Someone at the Univ. seminar described China as the elephant in the room - but at least it was (eventually) discussed. The real elephant in the room - given the speed at which parts of Africa is developing - is surely carbon, which didn't rate a mention all evening. Depressing, that.

Wednesday, 24 September 2008

Clean coal?


I took this photograph standing at the window of a Chinese train: we were visiting Agnes during her gap year. I don't know if the smoke is belching from a power station or - more probably perhaps - from a factory. But it was a common sight then, six years ago.

What reminded me of it was a talk I heard this lunchtime by Dr. Andrew Minchener of the IEA's Clean Coal Centre. Most of Andrew's work is in mainland Europe and China, but he lives near Gloucester, and the Gloucestershire Churches Environmental Justice Network was astute in nabbing him to speak.

We heard some horrifying energy use forecasts: that worldwide coal requirements would increase by 50% before 2030; and that energy-related CO2 emissions could increase by 60%. But we also heard positive news about the development of carbon capture technology, albeit at a steep price: the scrubbing is expensive because new plant is required; because any viable CO2 storage space may be a long way away - horizontally and vertically, and because the energy loss in turning coal into electricity having captured the carbon is considerable - meaning that we need to transport and then burn more coal to produce the same amount of energy. And our existing power stations are mainly old and unsuitable for retrofitting.

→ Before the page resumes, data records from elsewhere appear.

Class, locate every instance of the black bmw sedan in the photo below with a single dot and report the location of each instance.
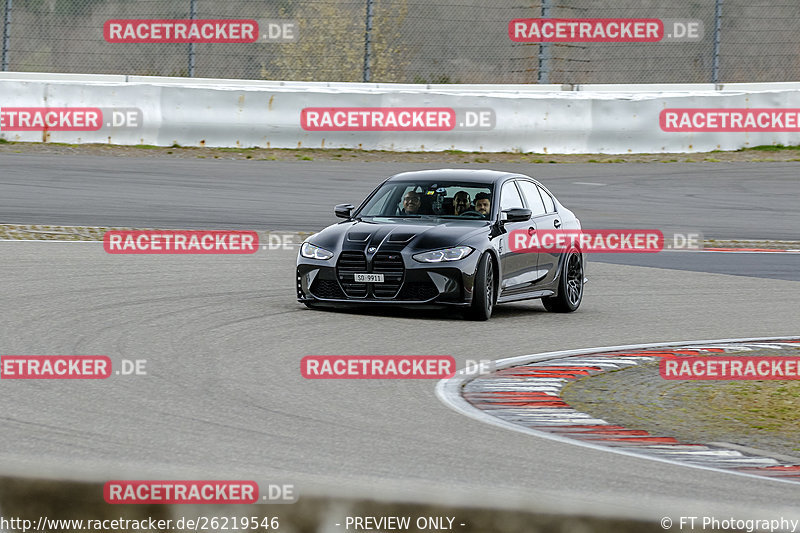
(438, 238)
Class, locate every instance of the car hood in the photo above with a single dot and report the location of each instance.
(399, 234)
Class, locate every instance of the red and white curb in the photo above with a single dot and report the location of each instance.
(523, 394)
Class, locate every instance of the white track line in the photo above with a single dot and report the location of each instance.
(449, 393)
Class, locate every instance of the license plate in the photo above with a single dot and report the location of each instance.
(368, 278)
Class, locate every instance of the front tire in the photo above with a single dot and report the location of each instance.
(570, 286)
(483, 291)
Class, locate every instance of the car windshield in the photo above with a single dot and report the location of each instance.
(441, 199)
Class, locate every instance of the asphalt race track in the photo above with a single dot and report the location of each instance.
(223, 335)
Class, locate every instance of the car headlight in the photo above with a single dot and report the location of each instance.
(310, 251)
(448, 254)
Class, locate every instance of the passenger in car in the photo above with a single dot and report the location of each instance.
(461, 202)
(483, 203)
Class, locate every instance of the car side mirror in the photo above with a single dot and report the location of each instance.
(343, 210)
(515, 214)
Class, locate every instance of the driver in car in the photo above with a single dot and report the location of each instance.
(411, 203)
(483, 203)
(461, 202)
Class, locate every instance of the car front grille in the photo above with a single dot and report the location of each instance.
(390, 264)
(327, 288)
(348, 264)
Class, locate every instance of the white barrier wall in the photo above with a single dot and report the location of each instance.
(541, 119)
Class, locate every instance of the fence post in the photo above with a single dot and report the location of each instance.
(544, 49)
(717, 31)
(193, 16)
(368, 43)
(6, 34)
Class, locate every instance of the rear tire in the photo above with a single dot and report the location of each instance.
(483, 291)
(570, 286)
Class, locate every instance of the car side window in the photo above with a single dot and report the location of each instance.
(509, 196)
(531, 193)
(548, 201)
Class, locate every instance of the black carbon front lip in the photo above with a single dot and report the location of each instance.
(433, 303)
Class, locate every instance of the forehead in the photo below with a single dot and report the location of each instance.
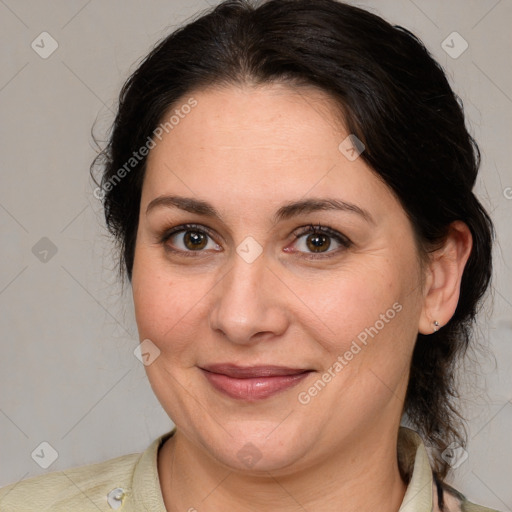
(268, 142)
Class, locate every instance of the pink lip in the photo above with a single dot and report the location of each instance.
(252, 383)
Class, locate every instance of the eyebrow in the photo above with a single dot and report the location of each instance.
(285, 212)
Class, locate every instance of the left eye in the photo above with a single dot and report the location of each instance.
(318, 240)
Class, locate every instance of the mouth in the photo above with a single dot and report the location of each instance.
(252, 383)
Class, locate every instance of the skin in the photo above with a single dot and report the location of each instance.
(247, 151)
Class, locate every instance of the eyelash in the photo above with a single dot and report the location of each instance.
(310, 229)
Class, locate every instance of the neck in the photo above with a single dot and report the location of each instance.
(362, 476)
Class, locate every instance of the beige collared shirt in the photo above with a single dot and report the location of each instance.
(130, 484)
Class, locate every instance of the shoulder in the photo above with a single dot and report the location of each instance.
(457, 502)
(83, 488)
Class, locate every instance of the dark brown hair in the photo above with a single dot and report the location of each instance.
(394, 97)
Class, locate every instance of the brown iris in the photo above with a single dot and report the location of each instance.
(318, 242)
(194, 240)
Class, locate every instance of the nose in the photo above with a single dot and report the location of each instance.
(248, 303)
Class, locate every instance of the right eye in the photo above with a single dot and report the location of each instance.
(188, 239)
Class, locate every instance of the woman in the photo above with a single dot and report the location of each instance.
(290, 186)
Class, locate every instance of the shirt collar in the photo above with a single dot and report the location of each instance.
(412, 458)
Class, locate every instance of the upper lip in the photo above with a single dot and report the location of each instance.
(247, 372)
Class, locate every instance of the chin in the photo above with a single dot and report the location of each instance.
(260, 448)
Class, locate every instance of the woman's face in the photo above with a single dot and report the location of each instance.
(278, 346)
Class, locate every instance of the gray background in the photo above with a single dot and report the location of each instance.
(68, 375)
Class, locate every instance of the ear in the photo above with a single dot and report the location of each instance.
(444, 275)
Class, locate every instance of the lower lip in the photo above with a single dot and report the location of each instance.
(252, 389)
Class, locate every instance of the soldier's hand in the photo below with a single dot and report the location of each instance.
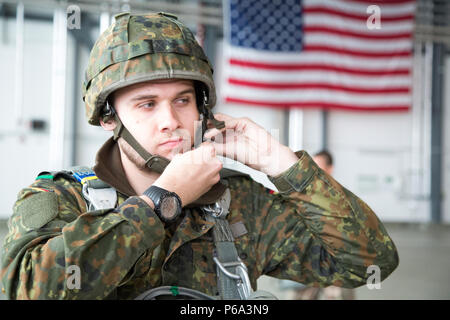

But with 50% of our present energy use coal-based, we cannot leave it out of the equation. So, we need government investment and regulatory pressure, at both national and European level, to clean up the technology, and quickly. Andrew said the most advanced countries at the moment in the necessary technology were America and China! A sobering talk.

Saturday, 7 June 2008

"The world must be peopled!" said Benedick



It's a while since I heard Jonathon Porritt give a lecture of his own (as opposed to interviewing someone): I had forgotten what a devastating speaker he is when he's on top of his subject, as he was last night speaking on the theme "Too many people" at the Cheltenham Science Festival. He held a very large audience in the palm of his hand.


The message he brought was extremely simple: "Save the world! Have fewer children." The Italians had got the idea, he said: their population growth rate was the lowest in the world, indicating that "for them it seems that using a condom is a better guide to life than Papal infallibility." Benedick - yes; but Benedict - no.


Indeed, for a Catholic this was not a comfortable hour's entertainment. Jonathon was asked how the UN could be made more effective: "It has to act by consensus," he pointed out. "The Rio Earth Summit in 1992 was paralysed by the Vatican - a UN member - intervening to oppose artificial family planning." The loudest applause of the evening was for Jonathon condemning the Catholic Church's adherence to the teaching of Humanae Vitae as "immoral".


And yet. "Aren't you depressed at the lack of signs of progress?" asked a questioner. No, came Jonathon's response, because of all the spritual resources that remain untapped. (Here was evidence for Gordon Lynch's analysis, that I mentioned on Thursday.)


A final question was lobbed in. Jonathon had been praising the Chinese for having prevented 400m people from being born through their one-child policy. "Did the end justify the means in China?" a woman asked - the only woman to get a look in. A long pause. "On balance, no," came the eventual reply.


Isn't this the crux of the issue? Do wrong means ever justify good ends? We have since last year a beautiful granddaughter, born after very much soul-searching: how impoverished would our family life be without her! Not to speak of that child's mother, our only daughter - the fourth of our children, born after Caroline's doctor had warned her to have no more.

Burne-Jones' image of the Christ-child in Birmingham's St Philip's Cathedral misleadingly shows a white baby. Had the "necessary" funding for family planning - advocated by Jonathon - been available within the third world community into which Jesus was born, my question is: "Would he have been?"